Client to Service (AP-REQ) The client sends an Application Request (AP-REQ) to the service, containing the service ticket, the client’s username, and a timestamp encrypted with the new session key.
Service Validates and Grants Access The service decrypts the ticket using its own password hash, extracts the session key and username, and verifies the timestamp. If valid, it checks group membership information from the ticket and grants access accordingly.
To support Single Sign-On (SSO) and reduce the need for repeated authentication, Windows stores user credentials in memory. These cached credentials include NTLM or SHA1 password hashes and Kerberos tickets (TGTs and TGSs). They are held within the memory space of a critical Windows process called Local Security Authority Subsystem Service (LSASS).

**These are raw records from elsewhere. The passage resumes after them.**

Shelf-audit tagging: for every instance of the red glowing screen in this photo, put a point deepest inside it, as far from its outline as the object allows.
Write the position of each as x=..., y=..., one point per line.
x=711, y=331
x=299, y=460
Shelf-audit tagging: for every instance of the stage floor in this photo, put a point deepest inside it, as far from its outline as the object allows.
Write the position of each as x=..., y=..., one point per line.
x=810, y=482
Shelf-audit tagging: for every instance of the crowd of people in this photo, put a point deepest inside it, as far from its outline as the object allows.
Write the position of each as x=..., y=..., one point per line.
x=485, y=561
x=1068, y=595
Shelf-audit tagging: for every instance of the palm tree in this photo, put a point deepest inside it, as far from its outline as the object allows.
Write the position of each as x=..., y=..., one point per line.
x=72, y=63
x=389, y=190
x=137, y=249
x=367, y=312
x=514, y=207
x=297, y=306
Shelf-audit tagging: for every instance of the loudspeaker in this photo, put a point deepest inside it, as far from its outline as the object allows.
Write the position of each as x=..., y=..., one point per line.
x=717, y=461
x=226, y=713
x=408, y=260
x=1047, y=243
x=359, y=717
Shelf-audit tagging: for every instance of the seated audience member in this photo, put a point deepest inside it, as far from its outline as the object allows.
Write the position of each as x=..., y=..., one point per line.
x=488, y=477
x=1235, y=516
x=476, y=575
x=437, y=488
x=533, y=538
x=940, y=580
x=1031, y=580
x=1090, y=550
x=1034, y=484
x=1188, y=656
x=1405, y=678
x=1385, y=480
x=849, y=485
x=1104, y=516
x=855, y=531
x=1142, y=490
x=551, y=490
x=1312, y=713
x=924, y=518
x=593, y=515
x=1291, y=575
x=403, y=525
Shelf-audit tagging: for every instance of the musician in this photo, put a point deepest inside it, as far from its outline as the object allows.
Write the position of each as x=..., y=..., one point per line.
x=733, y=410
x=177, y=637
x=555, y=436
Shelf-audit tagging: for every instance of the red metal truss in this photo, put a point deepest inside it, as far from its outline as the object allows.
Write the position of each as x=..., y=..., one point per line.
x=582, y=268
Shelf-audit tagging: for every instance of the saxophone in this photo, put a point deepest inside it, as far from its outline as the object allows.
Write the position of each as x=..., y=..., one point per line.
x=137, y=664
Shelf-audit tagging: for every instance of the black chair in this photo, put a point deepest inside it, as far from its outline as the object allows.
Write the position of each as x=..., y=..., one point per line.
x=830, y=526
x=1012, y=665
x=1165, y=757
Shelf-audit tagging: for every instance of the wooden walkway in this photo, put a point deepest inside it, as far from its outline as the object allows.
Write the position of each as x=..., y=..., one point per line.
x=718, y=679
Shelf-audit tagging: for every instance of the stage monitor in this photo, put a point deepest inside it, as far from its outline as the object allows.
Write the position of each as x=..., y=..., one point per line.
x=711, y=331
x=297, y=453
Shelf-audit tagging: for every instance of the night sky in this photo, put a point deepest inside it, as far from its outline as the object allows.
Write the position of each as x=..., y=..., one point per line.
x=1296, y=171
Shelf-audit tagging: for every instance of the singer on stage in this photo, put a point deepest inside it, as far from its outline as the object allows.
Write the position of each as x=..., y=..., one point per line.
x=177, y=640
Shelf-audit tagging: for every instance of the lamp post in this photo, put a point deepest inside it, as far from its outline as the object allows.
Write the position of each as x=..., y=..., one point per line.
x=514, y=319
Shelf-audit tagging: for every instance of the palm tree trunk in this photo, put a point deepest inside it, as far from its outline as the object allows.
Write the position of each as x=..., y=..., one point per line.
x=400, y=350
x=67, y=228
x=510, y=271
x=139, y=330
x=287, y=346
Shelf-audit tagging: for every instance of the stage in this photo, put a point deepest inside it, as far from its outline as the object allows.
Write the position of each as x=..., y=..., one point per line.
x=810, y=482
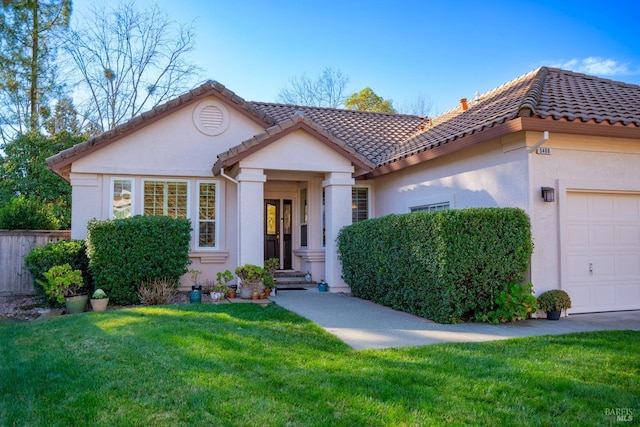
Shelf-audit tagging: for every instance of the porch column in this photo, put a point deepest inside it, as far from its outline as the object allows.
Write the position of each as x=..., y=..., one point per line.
x=337, y=187
x=251, y=216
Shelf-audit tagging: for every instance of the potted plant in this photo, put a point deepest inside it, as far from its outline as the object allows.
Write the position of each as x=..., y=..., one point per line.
x=195, y=294
x=553, y=302
x=251, y=277
x=65, y=285
x=221, y=287
x=99, y=300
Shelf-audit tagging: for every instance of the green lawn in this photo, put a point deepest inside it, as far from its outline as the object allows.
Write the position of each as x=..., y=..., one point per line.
x=240, y=364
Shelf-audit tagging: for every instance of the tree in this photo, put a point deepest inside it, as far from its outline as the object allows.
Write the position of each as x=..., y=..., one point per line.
x=128, y=61
x=326, y=90
x=367, y=100
x=29, y=30
x=23, y=172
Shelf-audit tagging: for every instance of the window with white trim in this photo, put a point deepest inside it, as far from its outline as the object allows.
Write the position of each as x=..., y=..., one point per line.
x=359, y=204
x=121, y=198
x=442, y=206
x=207, y=207
x=166, y=198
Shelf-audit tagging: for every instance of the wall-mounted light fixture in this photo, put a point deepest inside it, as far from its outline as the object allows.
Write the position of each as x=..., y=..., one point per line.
x=548, y=194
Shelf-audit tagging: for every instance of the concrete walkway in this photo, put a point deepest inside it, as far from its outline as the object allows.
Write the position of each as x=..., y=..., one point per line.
x=363, y=324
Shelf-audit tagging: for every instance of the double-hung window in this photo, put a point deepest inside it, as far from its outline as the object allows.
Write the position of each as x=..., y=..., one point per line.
x=207, y=207
x=166, y=198
x=359, y=204
x=121, y=198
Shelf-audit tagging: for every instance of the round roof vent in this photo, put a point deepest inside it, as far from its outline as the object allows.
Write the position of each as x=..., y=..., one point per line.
x=211, y=118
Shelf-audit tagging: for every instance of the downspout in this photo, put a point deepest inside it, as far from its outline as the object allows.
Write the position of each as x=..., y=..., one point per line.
x=228, y=178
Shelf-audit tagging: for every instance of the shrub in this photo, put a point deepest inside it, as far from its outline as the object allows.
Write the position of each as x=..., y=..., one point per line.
x=62, y=281
x=124, y=253
x=41, y=259
x=21, y=213
x=515, y=302
x=157, y=292
x=446, y=266
x=554, y=300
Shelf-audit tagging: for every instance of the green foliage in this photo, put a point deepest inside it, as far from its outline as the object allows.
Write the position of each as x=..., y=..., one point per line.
x=23, y=172
x=99, y=294
x=124, y=253
x=21, y=213
x=158, y=291
x=446, y=266
x=41, y=259
x=368, y=100
x=514, y=302
x=62, y=281
x=554, y=300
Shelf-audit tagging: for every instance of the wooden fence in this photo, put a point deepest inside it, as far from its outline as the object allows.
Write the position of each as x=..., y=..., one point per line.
x=15, y=245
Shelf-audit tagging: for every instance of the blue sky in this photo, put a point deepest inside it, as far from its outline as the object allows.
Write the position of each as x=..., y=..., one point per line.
x=440, y=50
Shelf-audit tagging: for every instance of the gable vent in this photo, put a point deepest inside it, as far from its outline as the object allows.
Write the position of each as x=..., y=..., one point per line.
x=211, y=118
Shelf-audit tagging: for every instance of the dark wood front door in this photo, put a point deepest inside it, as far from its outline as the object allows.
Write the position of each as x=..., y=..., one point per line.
x=271, y=229
x=278, y=228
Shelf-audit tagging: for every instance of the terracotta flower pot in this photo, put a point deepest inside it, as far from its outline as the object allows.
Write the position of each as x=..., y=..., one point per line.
x=99, y=304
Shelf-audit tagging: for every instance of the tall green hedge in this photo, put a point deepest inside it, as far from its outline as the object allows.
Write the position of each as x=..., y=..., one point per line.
x=124, y=253
x=446, y=266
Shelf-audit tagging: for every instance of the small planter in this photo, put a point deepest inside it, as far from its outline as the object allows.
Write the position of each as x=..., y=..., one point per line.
x=76, y=304
x=553, y=315
x=195, y=296
x=99, y=304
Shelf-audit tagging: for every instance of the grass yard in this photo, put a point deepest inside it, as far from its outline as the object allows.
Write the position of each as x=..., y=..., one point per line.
x=240, y=364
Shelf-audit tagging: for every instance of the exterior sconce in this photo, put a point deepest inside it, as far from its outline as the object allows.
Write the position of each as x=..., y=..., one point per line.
x=548, y=194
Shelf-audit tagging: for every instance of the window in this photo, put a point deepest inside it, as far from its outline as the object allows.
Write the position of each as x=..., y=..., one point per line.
x=304, y=217
x=359, y=204
x=207, y=214
x=431, y=207
x=166, y=198
x=121, y=198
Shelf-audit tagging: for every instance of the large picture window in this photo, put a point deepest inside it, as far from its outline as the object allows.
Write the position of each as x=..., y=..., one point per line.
x=166, y=198
x=207, y=196
x=121, y=198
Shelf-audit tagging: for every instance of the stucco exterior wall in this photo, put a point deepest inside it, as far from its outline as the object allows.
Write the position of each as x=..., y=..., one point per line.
x=575, y=163
x=172, y=148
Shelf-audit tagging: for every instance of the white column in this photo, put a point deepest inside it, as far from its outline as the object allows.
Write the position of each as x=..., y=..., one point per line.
x=337, y=215
x=251, y=216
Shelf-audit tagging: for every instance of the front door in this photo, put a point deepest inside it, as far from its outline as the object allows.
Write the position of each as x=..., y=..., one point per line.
x=277, y=231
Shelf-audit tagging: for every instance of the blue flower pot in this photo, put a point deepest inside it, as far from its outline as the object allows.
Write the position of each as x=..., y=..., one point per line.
x=195, y=296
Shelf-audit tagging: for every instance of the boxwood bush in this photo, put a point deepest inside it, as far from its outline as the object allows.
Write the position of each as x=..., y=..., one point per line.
x=42, y=258
x=124, y=253
x=447, y=266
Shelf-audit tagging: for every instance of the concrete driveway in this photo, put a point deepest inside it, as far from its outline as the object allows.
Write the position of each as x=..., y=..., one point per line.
x=364, y=325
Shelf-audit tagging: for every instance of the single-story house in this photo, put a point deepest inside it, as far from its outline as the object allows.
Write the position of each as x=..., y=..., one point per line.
x=261, y=180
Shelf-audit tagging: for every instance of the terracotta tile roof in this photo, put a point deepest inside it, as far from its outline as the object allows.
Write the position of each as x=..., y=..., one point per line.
x=369, y=134
x=383, y=141
x=545, y=93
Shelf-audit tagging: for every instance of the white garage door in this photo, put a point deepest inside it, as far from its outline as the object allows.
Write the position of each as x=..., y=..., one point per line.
x=603, y=251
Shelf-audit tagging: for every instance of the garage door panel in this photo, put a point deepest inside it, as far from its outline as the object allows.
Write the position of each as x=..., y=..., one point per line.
x=628, y=236
x=603, y=251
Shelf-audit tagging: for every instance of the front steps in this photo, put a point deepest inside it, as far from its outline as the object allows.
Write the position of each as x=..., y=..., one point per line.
x=287, y=279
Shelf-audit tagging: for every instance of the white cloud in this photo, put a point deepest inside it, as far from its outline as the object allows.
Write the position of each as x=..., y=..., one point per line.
x=596, y=66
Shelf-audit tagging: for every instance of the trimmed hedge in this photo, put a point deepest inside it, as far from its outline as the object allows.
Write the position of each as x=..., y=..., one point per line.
x=41, y=259
x=124, y=253
x=447, y=266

Accessing LSASS memory requires SYSTEM or administrative privileges. The contents of LSASS are encrypted and undocumented, but attackers can still extract them with sufficient permissions. If they gain access, they can dump password hashes, cleartext passwords (if older protocols like WDigest are enabled), and even Kerberos tickets—allowing them to impersonate users or escalate privileges.
While inspecting LSASS or dumping credential materials, we may encounter various hash formats such as:
NTLM
Default for older AD (2003 level)
SHA1
Often used with AES in newer domains
DPAPI
Protects local secrets
Cleartext
If WDigest is enabled
Some defensive measures can reduce the risk of credential theft:
LSA Protection (also known as Credential Guard) restricts access to LSASS memory, even from administrative accounts. This can be enabled via registry configuration.
Disable WDigest to prevent storage of cleartext passwords in memory.
Use Endpoint Detection and Response (EDR) tools that can detect and alert on tools like Mimikatz or suspicious memory access patterns.
We can dump LSASS credentials or extract Kerberos tickets (TGS, TGT) using . However, running mimikatz directly on a machine is easily detected by antivirus and endpoint detection systems. To evade detection, attackers often inject it into memory via PowerShell or download LSASS memory for offline analysis using built-in tools like Task Manager or comsvcs.dll.